One factor that complicates this task, is that he further required to run no less then 1000 iterations. Because the matrix size is 1,200,000,000 non-zeros, and each iteration involves multiplying by A and then A', and equivalently by A' and A, total of 4 passes over the matrix, 
we get that we need to compute 4,800,000,000,000 multiplications!

Furthermore, since there are 8,000,000 rows and 7,000,000 columns, to store the eigenvectors we need to store 17,000,000,000 numbers. 

As explained in my previous post, SVD can be computed using the Lanczos iteration, using the trick that Abhay taught me. So first, I have changed the code to compute both AA' and A'A on each iteration (instead of solving full Lanczos of AA' and then of A'A which would require much more time). 
I let Abhay try this solution, and program crashed after consuming 170GB of RAM on a 96GB machine.

Next, I have changed all the usage of doubles to float, reducing memory consumption by half. I further saved all rows and columns using itpp sparse vectors (instead of Graphlab edge structures to save memory). Now on my 8 core machine, it took about 2150 seconds to load the problem into memory, 
and each SVD iteration took 160 seconds.  Again I handed this solution to Abhay, which had trouble again operating the program. This is because I tested it using 10 iterations, and I was not aware at this point he needed to run 1000 iterations. Even with floats, allocating data structure to hold the eigen vectors takes 72GB of RAM! 

Finally, I made a another change, which is dumping each eigenvector to disk. On each iteration each eigenvector is saved to a swap file of size 72MB. That way the 72GB for storing those partial results are saved to disk and not handled in memory. By doing a few more optimizations of the loading process I
reduced the download time to 1600 seconds. 

I also compile the Graphlab solution on BlackLight supercomputer, and using 16 cores it takes 80 seconds per iteration. Overall, now the time for computing 1000 eigenvectors of this mega matrix can be done in a reasonable time of 24 hours using a single machine of 16 cores! 

An update: this is a note I got from Abhay: "using ncpus=24, 1000 iterations finished in 10 hours, which is pretty neat. Also, this time around I didn't see a lot of memory usage. "

Overall, now we have one more happy GraphLab user!
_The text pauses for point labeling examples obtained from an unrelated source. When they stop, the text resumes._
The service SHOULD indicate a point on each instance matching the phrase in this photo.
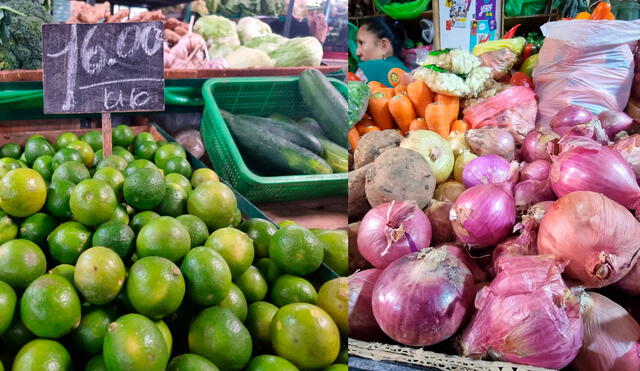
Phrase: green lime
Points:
(68, 241)
(291, 289)
(305, 335)
(141, 219)
(58, 198)
(207, 276)
(260, 231)
(64, 139)
(144, 189)
(146, 150)
(191, 362)
(235, 247)
(43, 355)
(37, 227)
(214, 203)
(197, 229)
(50, 306)
(203, 175)
(270, 363)
(22, 192)
(8, 300)
(133, 342)
(89, 336)
(92, 202)
(21, 262)
(296, 250)
(117, 236)
(94, 139)
(99, 275)
(235, 302)
(253, 285)
(155, 287)
(72, 171)
(219, 336)
(258, 322)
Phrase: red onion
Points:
(614, 122)
(536, 143)
(422, 298)
(538, 170)
(438, 214)
(483, 215)
(600, 170)
(392, 230)
(490, 169)
(362, 324)
(598, 237)
(611, 336)
(527, 316)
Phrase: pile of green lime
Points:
(136, 261)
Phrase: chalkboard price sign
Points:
(109, 67)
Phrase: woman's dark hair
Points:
(385, 27)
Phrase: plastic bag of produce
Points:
(585, 63)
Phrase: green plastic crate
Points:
(260, 96)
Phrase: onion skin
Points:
(611, 336)
(600, 170)
(362, 323)
(483, 215)
(382, 236)
(421, 299)
(527, 316)
(597, 237)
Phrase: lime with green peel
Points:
(134, 342)
(21, 262)
(144, 189)
(207, 276)
(43, 355)
(59, 194)
(68, 241)
(296, 250)
(92, 202)
(89, 336)
(214, 203)
(305, 335)
(163, 236)
(117, 236)
(23, 192)
(218, 335)
(155, 287)
(50, 307)
(235, 247)
(235, 302)
(290, 289)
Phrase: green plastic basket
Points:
(260, 96)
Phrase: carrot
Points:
(420, 96)
(394, 76)
(452, 103)
(459, 126)
(418, 124)
(354, 137)
(437, 117)
(379, 108)
(402, 111)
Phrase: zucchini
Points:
(326, 104)
(285, 130)
(262, 146)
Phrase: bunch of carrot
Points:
(407, 107)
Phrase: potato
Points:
(400, 174)
(372, 144)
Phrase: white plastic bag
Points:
(584, 62)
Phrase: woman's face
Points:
(370, 47)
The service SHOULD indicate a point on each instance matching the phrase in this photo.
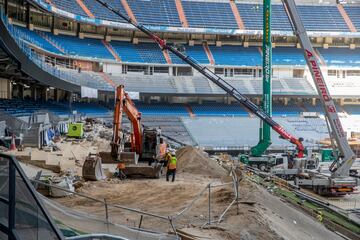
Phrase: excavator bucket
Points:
(144, 170)
(126, 157)
(92, 169)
Contact me if you have any large problem you think can be solved using GraphLab and I will be happy to help.

Next: part 2 of this post is here.


  1. Danny, do you know? Just for curiosity.
    What are the practical implications of such an analysis? Which problem can we solve using this 1000 singular vectors? Why 1000?

  2. Hi,
    The idea is that the original data is too big. They first reduce its dimensionality, to let's say, a feature vector of size 1000 for each row and column. Then they can compute classification using SVM or other methods on the low rank data which supposed to represent the high dimensional data pretty closely.
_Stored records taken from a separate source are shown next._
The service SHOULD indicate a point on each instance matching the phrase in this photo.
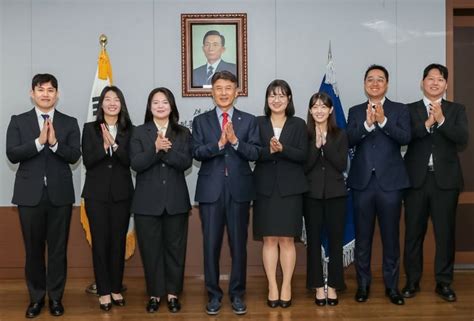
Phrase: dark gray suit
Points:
(433, 191)
(45, 210)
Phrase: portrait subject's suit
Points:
(200, 77)
(435, 187)
(224, 191)
(44, 194)
(377, 177)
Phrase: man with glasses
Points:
(377, 129)
(213, 46)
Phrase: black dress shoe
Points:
(410, 289)
(153, 305)
(174, 305)
(273, 303)
(34, 309)
(119, 302)
(362, 294)
(333, 302)
(320, 302)
(105, 306)
(213, 306)
(56, 308)
(395, 296)
(285, 304)
(445, 292)
(238, 306)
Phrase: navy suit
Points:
(200, 77)
(44, 205)
(224, 191)
(377, 177)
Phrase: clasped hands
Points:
(227, 136)
(162, 143)
(275, 145)
(435, 115)
(375, 113)
(109, 140)
(48, 134)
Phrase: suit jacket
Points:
(215, 162)
(380, 148)
(34, 166)
(283, 170)
(325, 166)
(444, 143)
(200, 73)
(107, 176)
(161, 183)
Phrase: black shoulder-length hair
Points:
(327, 101)
(286, 90)
(174, 114)
(123, 123)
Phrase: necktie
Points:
(210, 71)
(225, 119)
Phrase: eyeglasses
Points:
(322, 106)
(275, 97)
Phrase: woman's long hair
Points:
(123, 122)
(327, 101)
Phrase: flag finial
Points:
(103, 40)
(329, 52)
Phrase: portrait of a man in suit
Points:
(213, 47)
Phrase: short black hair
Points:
(40, 79)
(214, 33)
(376, 67)
(443, 70)
(225, 75)
(286, 90)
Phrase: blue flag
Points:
(329, 86)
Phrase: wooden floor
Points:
(80, 306)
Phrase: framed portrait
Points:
(212, 43)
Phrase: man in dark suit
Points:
(44, 142)
(377, 129)
(225, 139)
(213, 46)
(440, 131)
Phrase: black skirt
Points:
(277, 215)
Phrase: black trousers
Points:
(370, 203)
(225, 212)
(108, 221)
(45, 224)
(441, 204)
(328, 214)
(162, 240)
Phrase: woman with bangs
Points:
(160, 153)
(280, 184)
(108, 191)
(325, 202)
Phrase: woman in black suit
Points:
(108, 191)
(325, 202)
(280, 183)
(161, 152)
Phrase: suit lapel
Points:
(214, 123)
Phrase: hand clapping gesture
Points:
(162, 143)
(107, 137)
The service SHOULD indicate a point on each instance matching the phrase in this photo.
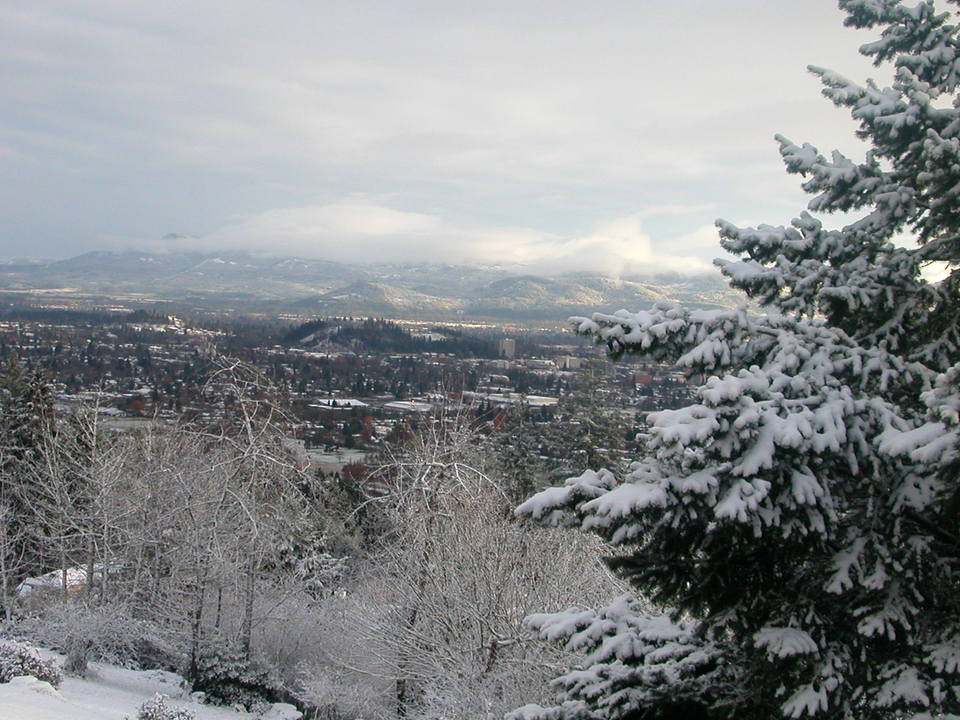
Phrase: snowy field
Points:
(110, 693)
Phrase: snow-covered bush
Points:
(157, 709)
(226, 678)
(20, 659)
(107, 633)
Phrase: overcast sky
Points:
(551, 134)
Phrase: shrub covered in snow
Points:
(228, 679)
(21, 659)
(108, 633)
(157, 709)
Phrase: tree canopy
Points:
(799, 520)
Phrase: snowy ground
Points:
(109, 693)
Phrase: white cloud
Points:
(362, 230)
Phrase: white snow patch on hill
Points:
(111, 693)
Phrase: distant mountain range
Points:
(241, 281)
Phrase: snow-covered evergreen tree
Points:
(801, 518)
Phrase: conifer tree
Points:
(800, 519)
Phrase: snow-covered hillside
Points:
(111, 693)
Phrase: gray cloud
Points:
(522, 122)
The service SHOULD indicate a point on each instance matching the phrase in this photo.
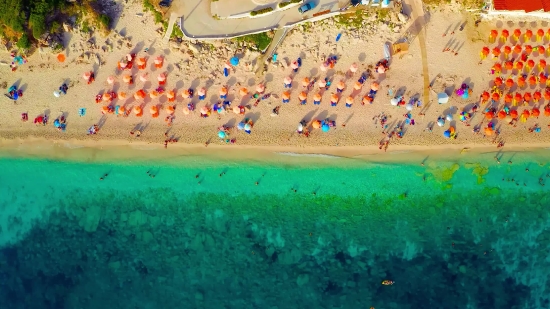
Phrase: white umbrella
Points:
(442, 98)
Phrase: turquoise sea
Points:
(315, 232)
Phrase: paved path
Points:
(199, 22)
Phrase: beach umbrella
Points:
(509, 83)
(509, 65)
(508, 98)
(288, 80)
(171, 95)
(485, 52)
(316, 124)
(106, 97)
(170, 109)
(528, 35)
(507, 50)
(517, 34)
(286, 95)
(223, 91)
(504, 35)
(161, 77)
(317, 97)
(442, 98)
(537, 96)
(138, 111)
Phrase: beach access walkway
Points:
(205, 19)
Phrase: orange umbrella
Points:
(509, 83)
(521, 81)
(286, 95)
(508, 98)
(138, 111)
(517, 98)
(519, 65)
(528, 35)
(170, 109)
(537, 96)
(504, 35)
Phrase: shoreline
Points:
(116, 150)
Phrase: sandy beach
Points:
(191, 66)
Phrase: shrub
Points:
(24, 42)
(262, 11)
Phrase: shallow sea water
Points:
(323, 233)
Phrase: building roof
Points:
(522, 5)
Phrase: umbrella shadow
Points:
(309, 116)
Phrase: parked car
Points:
(306, 7)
  3. You start from 1,200,000,000 non-zeros and end up with 17,000,000,000 floating point numbers. There is no saving in memory consumption. Neither do you gain on operation count performing matrix vector multiplication. Do you know why their classification algorithm performs better on reduced data?

  4. Hi Agnonchik!
    This is an excellent question which actually puzzled. This is the reply I got from Tom Mitchell: CMU Machine Learning Dept Head:
    "Our vectors are cooccurrence statistics, where the counts are fairly
    sparse (even though they are based on 500,000,000 web pages).
    Therefore, you can think of each row as a high-variance approximation
    to the unknown, true probability distribution of contexts for that
    row's noun phrase. One hoped-for benefit is that the the lower
    dimension representation will aggregate these high-variance counts in
    a way that gives us a lower variance, and therefore more reliable,
    1000 dimensional representation of the noun phrase's meaning."

    I would love to hear your thoughts about it.

  5. Thanks for your answer, Danny!
    If you're asking me, I have no idea. The only thing I know is that such dimensionality reduction seems to be a common preprocessing step before dealing with document-term matrix (or "noun phrase"-"text fragment" matrix in your case). Could be some kind of denoising as Tom explained. You can check "ASF Mail Archives" example for a similar application scenario here.